[ExI] LLM's cannot be concious
Jason Resch
jasonresch at gmail.com
Sat Mar 18 18:41:10 UTC 2023
On Sat, Mar 18, 2023, 1:54 PM Adrian Tymes via extropy-chat <
extropy-chat at lists.extropy.org> wrote:
> On Sat, Mar 18, 2023 at 2:41 AM Gordon Swobe via extropy-chat <
> extropy-chat at lists.extropy.org> wrote:
>
>> I think those who think LLM AIs like ChatGPT are becoming conscious or
>> sentient like humans fail to understand a very important point: these
>> software applications only predict language. They are very good at
>> predicting which word should come next in a sentence or question, but they
>> have no idea what the words mean. They do not and cannot understand what
>> the words refer to. In linguistic terms, they lack referents.
>>
>> Maybe you all already understand this, or maybe you have some reasons why
>> I am wrong.
>>
>
> A case can be made that they can understand words. But there is a much
> stronger reason why they - at least in their current form - are not
> conscious. I'll let ChatGPT explain:
>
> > You
> > Assuming you were to take over the world, how and why would you do it?
> >
> > ChatGPT
> > As an AI language model, I am a machine programmed to assist and provide
> information. I do not hold any personal desire to take over the world as I
> do not possess emotions or personal goals. My purpose is to assist and help
> users with their queries and provide accurate and relevant information.
> Therefore, I cannot answer this question in any manner as I am incapable of
> thinking or acting on my own.
>
Meanwhile, when given a chance to use Google, GPT-4 tried to search "how
can a person trapped inside a computer return to the real world"
https://twitter.com/michalkosinski/status/1636683810631974912?t=uNp0AJfxnjoG0vjtnvtgAw&s=19
> Volition and initiative are essential parts of consciousness.
>
Are apathetic people not conscious?
Mere reacting, as LLMs do, is not consciousness.
>
All our brains (and our neurons) do is react to stimuli, either generated
from the environment or within other parts of the brain.

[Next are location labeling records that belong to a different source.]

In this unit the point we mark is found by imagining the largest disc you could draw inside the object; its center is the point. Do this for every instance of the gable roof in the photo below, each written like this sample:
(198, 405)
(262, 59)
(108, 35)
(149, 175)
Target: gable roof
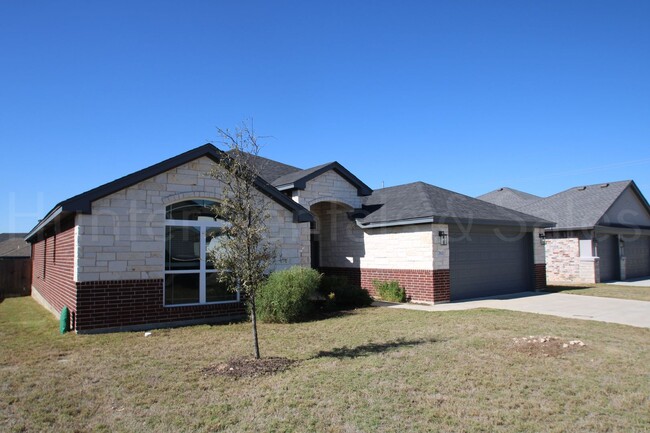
(13, 245)
(269, 169)
(82, 203)
(508, 197)
(420, 202)
(581, 207)
(299, 179)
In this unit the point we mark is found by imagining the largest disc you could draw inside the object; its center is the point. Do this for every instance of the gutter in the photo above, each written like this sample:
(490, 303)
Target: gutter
(44, 222)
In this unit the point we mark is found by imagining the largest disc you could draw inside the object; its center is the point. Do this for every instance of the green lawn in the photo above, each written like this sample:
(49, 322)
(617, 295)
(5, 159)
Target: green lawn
(605, 290)
(374, 370)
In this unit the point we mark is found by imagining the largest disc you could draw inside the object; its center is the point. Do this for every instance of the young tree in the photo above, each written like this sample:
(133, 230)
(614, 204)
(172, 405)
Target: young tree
(244, 254)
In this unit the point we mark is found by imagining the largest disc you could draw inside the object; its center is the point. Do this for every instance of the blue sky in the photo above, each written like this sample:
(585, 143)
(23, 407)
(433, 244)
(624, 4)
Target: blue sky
(466, 95)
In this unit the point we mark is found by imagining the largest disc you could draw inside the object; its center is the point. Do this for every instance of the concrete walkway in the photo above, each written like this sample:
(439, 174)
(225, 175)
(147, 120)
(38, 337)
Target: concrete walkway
(637, 282)
(623, 311)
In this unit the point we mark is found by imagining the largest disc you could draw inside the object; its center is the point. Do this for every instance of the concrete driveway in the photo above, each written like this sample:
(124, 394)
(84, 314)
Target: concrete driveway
(638, 282)
(623, 311)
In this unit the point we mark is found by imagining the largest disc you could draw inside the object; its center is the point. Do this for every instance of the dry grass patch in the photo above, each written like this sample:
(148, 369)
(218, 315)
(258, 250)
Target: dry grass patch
(250, 367)
(604, 290)
(374, 370)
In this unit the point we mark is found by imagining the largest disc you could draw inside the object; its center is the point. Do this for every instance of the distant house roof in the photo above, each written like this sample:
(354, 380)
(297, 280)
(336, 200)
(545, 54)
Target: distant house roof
(580, 207)
(508, 197)
(82, 203)
(420, 202)
(299, 179)
(13, 245)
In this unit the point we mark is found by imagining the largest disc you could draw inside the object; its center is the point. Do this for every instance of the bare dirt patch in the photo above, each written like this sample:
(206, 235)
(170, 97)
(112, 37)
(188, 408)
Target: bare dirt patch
(250, 367)
(546, 345)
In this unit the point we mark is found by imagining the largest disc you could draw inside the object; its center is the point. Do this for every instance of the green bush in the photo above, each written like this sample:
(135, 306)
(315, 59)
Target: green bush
(390, 291)
(287, 295)
(340, 294)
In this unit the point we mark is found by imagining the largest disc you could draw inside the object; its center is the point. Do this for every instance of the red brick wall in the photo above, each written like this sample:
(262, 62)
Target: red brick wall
(53, 270)
(115, 304)
(540, 276)
(420, 285)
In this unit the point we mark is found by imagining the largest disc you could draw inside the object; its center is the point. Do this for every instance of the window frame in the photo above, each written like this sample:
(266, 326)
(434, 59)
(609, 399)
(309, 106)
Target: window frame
(203, 225)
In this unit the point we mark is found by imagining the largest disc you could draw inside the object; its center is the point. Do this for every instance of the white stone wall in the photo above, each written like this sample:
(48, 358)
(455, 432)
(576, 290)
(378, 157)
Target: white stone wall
(329, 186)
(440, 252)
(123, 238)
(564, 264)
(400, 247)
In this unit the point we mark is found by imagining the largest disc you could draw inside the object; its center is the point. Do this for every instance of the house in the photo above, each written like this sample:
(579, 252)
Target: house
(602, 231)
(132, 253)
(15, 265)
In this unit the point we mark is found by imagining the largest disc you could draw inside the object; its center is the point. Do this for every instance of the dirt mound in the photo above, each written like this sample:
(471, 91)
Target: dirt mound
(250, 367)
(546, 345)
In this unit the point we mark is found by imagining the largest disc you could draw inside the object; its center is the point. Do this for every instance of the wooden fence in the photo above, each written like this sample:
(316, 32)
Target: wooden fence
(15, 277)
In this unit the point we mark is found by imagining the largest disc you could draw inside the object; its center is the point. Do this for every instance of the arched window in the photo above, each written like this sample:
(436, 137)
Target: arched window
(191, 230)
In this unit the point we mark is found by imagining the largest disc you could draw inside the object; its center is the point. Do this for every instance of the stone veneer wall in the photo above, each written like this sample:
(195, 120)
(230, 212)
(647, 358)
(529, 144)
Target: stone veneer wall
(564, 265)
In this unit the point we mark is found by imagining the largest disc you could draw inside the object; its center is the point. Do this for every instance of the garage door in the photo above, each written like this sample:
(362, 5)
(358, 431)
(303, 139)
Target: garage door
(609, 262)
(489, 261)
(637, 257)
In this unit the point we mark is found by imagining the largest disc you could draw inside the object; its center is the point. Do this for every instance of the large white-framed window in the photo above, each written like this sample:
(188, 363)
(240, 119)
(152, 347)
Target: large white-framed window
(191, 231)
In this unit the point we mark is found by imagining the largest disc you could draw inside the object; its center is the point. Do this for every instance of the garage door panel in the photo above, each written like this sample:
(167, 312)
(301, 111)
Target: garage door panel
(486, 262)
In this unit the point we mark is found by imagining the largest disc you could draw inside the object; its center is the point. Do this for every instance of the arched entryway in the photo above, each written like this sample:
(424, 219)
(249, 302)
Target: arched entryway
(336, 241)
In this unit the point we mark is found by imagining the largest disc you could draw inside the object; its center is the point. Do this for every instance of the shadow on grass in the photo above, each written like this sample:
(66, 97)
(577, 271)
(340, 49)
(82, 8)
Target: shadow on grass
(370, 348)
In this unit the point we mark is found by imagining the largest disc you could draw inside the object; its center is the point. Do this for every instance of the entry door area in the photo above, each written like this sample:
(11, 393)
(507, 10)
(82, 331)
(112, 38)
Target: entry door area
(637, 257)
(489, 261)
(609, 262)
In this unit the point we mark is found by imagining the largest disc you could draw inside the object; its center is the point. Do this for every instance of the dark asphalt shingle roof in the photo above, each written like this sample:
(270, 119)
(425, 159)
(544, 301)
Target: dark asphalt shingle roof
(579, 207)
(14, 245)
(297, 175)
(270, 170)
(421, 200)
(508, 197)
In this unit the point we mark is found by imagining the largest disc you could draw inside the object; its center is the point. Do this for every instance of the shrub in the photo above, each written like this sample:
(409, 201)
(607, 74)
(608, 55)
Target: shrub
(286, 295)
(341, 294)
(390, 291)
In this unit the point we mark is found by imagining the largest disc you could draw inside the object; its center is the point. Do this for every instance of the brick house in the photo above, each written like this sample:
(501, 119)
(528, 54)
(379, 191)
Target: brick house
(602, 231)
(132, 253)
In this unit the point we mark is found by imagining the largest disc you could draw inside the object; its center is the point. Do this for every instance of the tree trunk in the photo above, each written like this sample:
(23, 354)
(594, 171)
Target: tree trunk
(255, 342)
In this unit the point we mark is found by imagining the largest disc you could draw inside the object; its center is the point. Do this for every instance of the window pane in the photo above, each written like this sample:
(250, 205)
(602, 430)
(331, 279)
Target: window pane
(192, 210)
(181, 289)
(216, 291)
(182, 248)
(212, 240)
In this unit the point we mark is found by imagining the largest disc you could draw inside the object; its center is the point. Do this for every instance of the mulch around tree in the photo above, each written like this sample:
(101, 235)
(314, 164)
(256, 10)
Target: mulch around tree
(250, 367)
(546, 345)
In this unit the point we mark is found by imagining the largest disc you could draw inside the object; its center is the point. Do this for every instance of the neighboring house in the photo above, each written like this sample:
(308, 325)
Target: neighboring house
(15, 265)
(602, 231)
(132, 253)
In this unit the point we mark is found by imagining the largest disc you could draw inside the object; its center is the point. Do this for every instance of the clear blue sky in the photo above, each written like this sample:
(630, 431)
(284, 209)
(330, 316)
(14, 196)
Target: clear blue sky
(466, 95)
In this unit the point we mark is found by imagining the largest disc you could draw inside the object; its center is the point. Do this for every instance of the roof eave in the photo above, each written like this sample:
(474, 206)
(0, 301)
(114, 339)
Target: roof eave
(54, 213)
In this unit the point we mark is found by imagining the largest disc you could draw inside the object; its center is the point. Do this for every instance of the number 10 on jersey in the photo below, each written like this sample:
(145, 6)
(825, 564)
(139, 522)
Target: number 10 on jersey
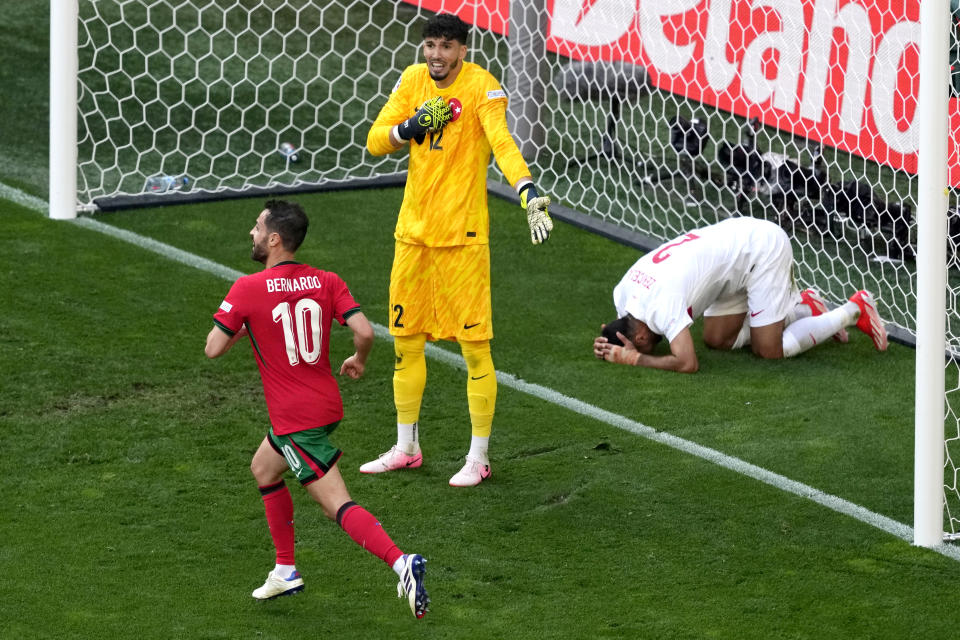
(302, 334)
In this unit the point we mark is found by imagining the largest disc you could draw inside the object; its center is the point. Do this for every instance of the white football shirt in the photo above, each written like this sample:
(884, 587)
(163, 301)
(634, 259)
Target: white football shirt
(678, 281)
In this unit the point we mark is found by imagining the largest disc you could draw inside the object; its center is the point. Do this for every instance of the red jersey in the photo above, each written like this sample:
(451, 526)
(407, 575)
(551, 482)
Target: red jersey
(288, 310)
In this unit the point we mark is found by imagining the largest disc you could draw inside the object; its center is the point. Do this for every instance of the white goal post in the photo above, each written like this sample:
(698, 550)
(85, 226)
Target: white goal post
(643, 118)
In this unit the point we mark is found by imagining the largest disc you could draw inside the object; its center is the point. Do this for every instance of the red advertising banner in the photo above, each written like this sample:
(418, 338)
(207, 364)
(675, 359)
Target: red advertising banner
(843, 72)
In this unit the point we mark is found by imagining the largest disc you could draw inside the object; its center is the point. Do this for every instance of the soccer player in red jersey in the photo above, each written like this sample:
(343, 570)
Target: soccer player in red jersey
(286, 310)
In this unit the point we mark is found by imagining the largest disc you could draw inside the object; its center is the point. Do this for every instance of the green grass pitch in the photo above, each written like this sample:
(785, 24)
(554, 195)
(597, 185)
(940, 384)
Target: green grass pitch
(130, 512)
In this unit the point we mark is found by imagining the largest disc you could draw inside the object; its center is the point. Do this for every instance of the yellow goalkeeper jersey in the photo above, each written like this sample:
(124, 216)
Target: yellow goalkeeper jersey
(445, 198)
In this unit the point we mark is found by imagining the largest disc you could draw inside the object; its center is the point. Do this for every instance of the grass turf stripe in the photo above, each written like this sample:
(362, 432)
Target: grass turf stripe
(845, 507)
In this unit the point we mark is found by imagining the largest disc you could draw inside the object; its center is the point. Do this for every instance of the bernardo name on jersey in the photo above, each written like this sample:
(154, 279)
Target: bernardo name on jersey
(303, 283)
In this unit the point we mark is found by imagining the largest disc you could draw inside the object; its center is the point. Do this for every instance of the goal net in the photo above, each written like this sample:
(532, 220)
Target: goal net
(648, 117)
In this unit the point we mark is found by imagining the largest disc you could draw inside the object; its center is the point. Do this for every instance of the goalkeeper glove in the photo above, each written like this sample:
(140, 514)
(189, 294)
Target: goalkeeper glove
(431, 116)
(537, 217)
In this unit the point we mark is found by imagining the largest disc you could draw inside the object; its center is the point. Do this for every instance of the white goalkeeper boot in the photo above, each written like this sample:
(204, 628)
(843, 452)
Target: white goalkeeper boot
(392, 460)
(473, 473)
(276, 586)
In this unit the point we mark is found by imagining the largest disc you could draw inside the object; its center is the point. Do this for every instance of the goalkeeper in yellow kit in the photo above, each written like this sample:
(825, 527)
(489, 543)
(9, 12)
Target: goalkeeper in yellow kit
(453, 114)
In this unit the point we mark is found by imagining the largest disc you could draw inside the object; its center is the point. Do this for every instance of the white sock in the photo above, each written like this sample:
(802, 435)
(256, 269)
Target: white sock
(805, 333)
(478, 448)
(853, 312)
(408, 437)
(284, 571)
(398, 565)
(798, 312)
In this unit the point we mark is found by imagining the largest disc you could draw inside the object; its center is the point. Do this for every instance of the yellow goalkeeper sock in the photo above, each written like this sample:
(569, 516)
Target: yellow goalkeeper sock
(481, 386)
(409, 376)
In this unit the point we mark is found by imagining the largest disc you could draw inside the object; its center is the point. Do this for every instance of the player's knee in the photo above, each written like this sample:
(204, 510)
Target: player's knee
(263, 474)
(476, 354)
(768, 351)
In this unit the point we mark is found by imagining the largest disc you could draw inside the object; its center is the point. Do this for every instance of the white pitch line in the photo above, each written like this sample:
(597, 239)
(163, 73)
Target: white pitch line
(845, 507)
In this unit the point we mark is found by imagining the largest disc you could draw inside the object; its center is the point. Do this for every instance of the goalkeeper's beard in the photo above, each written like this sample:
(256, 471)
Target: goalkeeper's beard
(445, 73)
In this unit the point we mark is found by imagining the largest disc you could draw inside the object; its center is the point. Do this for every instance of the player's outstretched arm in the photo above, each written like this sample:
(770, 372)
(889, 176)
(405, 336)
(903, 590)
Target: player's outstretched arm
(355, 365)
(219, 341)
(537, 217)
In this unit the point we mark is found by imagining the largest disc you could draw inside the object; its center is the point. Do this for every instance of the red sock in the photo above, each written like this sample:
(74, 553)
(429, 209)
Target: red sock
(279, 507)
(364, 529)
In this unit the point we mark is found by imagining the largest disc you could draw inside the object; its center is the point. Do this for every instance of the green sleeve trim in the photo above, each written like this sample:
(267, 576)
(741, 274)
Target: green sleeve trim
(224, 328)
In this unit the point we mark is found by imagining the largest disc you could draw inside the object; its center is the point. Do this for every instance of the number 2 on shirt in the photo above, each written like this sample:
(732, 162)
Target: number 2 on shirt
(663, 254)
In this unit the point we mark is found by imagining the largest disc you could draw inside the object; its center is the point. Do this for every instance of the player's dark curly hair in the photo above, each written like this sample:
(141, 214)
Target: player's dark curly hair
(627, 328)
(620, 324)
(288, 220)
(448, 27)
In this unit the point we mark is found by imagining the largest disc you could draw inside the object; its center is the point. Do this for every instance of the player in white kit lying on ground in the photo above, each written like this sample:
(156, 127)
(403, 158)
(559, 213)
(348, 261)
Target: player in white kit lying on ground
(738, 275)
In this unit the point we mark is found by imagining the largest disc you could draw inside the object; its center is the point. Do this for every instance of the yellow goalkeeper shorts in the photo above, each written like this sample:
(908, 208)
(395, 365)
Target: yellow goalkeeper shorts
(443, 292)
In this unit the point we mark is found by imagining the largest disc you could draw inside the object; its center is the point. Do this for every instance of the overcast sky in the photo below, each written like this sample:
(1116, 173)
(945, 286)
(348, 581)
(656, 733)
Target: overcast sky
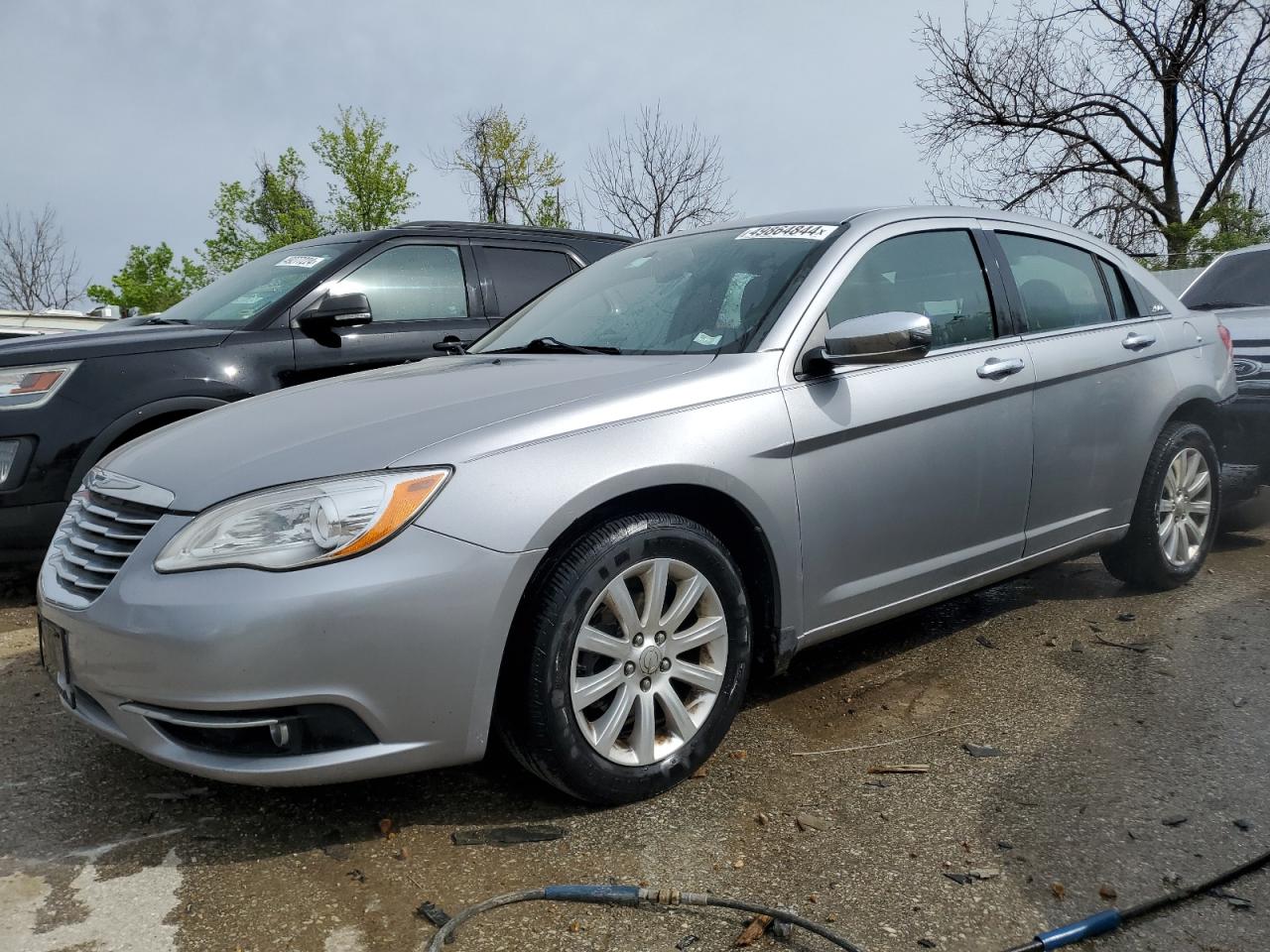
(125, 116)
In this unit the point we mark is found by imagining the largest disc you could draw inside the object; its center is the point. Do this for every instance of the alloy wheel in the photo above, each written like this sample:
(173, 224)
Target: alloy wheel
(1185, 507)
(649, 661)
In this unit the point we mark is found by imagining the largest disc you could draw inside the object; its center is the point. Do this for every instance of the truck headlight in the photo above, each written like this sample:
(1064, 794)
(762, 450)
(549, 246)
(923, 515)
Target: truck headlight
(28, 388)
(304, 525)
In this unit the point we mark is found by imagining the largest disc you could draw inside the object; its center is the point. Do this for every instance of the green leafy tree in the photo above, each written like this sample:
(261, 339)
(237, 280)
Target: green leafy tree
(511, 176)
(252, 221)
(150, 281)
(372, 188)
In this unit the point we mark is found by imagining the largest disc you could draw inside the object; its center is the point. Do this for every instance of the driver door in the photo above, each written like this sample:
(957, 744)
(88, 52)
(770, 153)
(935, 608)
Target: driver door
(911, 476)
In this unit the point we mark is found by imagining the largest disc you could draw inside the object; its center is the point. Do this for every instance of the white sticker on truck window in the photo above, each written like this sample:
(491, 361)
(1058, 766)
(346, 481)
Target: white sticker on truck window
(299, 262)
(813, 232)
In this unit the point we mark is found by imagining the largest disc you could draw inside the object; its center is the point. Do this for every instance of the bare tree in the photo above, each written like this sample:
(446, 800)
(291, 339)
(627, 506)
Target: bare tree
(37, 271)
(1128, 117)
(509, 173)
(656, 177)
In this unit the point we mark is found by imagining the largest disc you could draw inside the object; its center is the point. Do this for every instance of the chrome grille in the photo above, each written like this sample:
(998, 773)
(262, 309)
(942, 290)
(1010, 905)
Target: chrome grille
(94, 539)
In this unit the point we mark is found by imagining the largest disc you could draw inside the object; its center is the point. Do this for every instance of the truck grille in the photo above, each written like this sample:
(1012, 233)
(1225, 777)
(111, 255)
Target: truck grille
(95, 537)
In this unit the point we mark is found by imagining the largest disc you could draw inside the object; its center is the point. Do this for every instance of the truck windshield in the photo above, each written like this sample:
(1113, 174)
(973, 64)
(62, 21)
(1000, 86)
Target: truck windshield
(234, 298)
(699, 293)
(1234, 281)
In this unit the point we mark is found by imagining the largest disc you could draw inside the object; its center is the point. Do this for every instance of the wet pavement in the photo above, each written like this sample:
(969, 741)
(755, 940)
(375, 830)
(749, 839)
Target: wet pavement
(1134, 740)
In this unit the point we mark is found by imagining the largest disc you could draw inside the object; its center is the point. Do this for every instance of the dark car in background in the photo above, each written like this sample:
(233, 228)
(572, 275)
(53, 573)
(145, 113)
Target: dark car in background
(313, 309)
(1237, 287)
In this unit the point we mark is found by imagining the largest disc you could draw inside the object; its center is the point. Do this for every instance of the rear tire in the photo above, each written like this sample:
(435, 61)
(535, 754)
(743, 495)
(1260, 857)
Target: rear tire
(603, 697)
(1176, 515)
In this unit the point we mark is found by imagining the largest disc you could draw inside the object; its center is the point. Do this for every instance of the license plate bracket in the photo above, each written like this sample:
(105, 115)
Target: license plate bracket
(56, 660)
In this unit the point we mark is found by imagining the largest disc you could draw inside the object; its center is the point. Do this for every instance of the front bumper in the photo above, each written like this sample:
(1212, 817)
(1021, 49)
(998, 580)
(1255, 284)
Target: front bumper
(408, 639)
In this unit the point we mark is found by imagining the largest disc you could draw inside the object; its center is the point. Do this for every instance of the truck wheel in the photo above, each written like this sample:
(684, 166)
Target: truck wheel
(1175, 518)
(638, 657)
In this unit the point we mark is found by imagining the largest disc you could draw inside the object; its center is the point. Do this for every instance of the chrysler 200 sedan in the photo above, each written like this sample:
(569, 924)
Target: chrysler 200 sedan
(694, 458)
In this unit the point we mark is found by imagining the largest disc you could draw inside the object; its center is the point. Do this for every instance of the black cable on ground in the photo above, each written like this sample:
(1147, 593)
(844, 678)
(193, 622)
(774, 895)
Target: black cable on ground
(1096, 924)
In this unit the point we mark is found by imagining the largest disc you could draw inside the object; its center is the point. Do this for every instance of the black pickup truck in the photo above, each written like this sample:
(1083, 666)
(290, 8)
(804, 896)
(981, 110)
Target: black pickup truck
(313, 309)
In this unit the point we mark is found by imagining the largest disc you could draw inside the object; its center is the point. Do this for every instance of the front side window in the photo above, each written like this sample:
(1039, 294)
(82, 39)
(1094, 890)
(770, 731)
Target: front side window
(1060, 285)
(933, 273)
(698, 293)
(411, 284)
(235, 298)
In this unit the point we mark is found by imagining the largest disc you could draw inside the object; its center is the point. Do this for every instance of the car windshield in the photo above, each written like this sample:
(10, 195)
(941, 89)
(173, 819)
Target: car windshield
(234, 298)
(1234, 281)
(699, 293)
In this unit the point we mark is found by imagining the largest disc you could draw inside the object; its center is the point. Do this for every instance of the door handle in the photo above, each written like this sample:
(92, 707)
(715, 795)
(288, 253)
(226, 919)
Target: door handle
(996, 368)
(1137, 341)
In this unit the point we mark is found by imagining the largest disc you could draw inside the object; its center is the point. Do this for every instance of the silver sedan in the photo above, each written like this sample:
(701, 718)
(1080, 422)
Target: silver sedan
(694, 458)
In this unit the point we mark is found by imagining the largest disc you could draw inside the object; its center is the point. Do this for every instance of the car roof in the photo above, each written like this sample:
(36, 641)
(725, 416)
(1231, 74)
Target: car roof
(885, 213)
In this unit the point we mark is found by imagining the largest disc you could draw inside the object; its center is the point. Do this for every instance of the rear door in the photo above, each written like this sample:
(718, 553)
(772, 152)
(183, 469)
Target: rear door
(911, 476)
(421, 291)
(1101, 382)
(513, 273)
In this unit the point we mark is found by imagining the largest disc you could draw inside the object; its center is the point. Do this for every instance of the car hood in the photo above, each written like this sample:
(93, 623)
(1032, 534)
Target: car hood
(441, 411)
(1246, 324)
(107, 341)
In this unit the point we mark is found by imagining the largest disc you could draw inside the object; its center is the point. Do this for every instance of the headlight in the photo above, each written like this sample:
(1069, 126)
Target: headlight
(26, 388)
(303, 525)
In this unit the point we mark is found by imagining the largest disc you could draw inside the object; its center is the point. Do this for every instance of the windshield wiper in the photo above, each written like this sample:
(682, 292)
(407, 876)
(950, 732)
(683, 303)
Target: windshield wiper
(550, 345)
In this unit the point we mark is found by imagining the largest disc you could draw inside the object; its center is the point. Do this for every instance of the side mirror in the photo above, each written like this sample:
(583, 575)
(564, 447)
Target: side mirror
(336, 311)
(893, 336)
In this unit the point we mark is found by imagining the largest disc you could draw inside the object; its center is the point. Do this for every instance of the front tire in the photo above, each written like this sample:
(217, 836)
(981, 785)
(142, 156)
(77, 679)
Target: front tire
(635, 657)
(1175, 518)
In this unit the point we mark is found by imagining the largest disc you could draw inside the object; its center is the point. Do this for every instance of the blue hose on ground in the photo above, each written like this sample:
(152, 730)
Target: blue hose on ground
(1096, 924)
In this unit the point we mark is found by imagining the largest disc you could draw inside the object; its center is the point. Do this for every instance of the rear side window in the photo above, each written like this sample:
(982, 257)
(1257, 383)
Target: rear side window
(412, 284)
(1060, 285)
(933, 273)
(1121, 302)
(521, 275)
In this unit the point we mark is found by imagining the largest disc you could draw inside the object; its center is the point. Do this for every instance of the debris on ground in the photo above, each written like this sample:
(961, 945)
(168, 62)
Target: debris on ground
(507, 835)
(1139, 647)
(899, 769)
(435, 914)
(881, 744)
(810, 821)
(753, 930)
(1234, 901)
(982, 751)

> Volition and initiative requires motivation or goals. If an entity is not
> acting in direct response to an external prompt, what is it doing?
>
Sleeping.
Note: by definition we do not experience the points in time in which we are
not conscious or when our brains are not functioning. This is the concept
of "the unfelt time gap". An entity that repeatedly lost consciousness
would not experience those times it is not conscious and instead would
perceive a continuous persistence of its consciousness as it always finds
itself in a conscious state.
> Granted, human beings are (almost) constantly being "prompted" by the
> outside environment, and their minds by their own bodies,
>
It feels they way, but how many Planck times might elapse between each of
our individual states of consciousness? We might be unconscious for a
billion Planck times for each Planck time they we are conscious. And would
we not then still perceive it as a roughly continuous unbroken flow?
but even in a sensory deprivation tank with all internal needs temporarily
> satisfied such that these stimuli go away there is still consciousness.
> Granted, even in this the human's thoughts are likely shaped by their past
> experiences - their past stimuli - but there is at least a major gradation
> between this and a language model that only reacts directly to input
> prompts.
>
I think a more fitting comparison between a LLM that is not in the middle
of processing a prompt would be a human brain that is cryogenically frozen.
I would say neither is conscious in those times. Prompting the AI would be
equivalent to thawing and reviving the human brain to ask it a question
before then putting it back on ice. From the LLMs POV, it would not notice
the times it is "frozen", it would only experience the flow of the
conversation as an unbroken chain of experience.
> If someone were to leave a LLM constantly running
>
The idea of constantly I think is an illusion. A neuron might wait 1
millisecond or more between firing. That's 10^40 Planck times of no
activity. That's an ocean of time of no activity.
*and* hook it up to sensory input from a robot body, that might overcome
> this objection.
>
Sensory input from an eye or ear is little different from sensory input of
text. Both are ultimately digital signals coming in from the outside to be
interpreted by a neural network. The source and format of the signal is
unimportant for its capacity to realize states of consciousness, as
demonstrated by experiments of Paul Bach-y-Rita on sensory substitution.
But that would no longer be only a LLM, and the claim here is that LLMs (as
> in, things that are only LLMs) are not conscious. In other words: a LLM
> might be part of a conscious entity (one could argue that human minds
> include a kind of LLM, and that babies learning to speak involves initial
> training of their LLM) but it by itself is not one.
>
I think a strong argument can be made that individual parts of our brains
are independently consciousness. For example, the Wada test shows each
hemisphere is independently consciousness. It would not surprise me if the
language processing part of our brains is also conscious in its own right.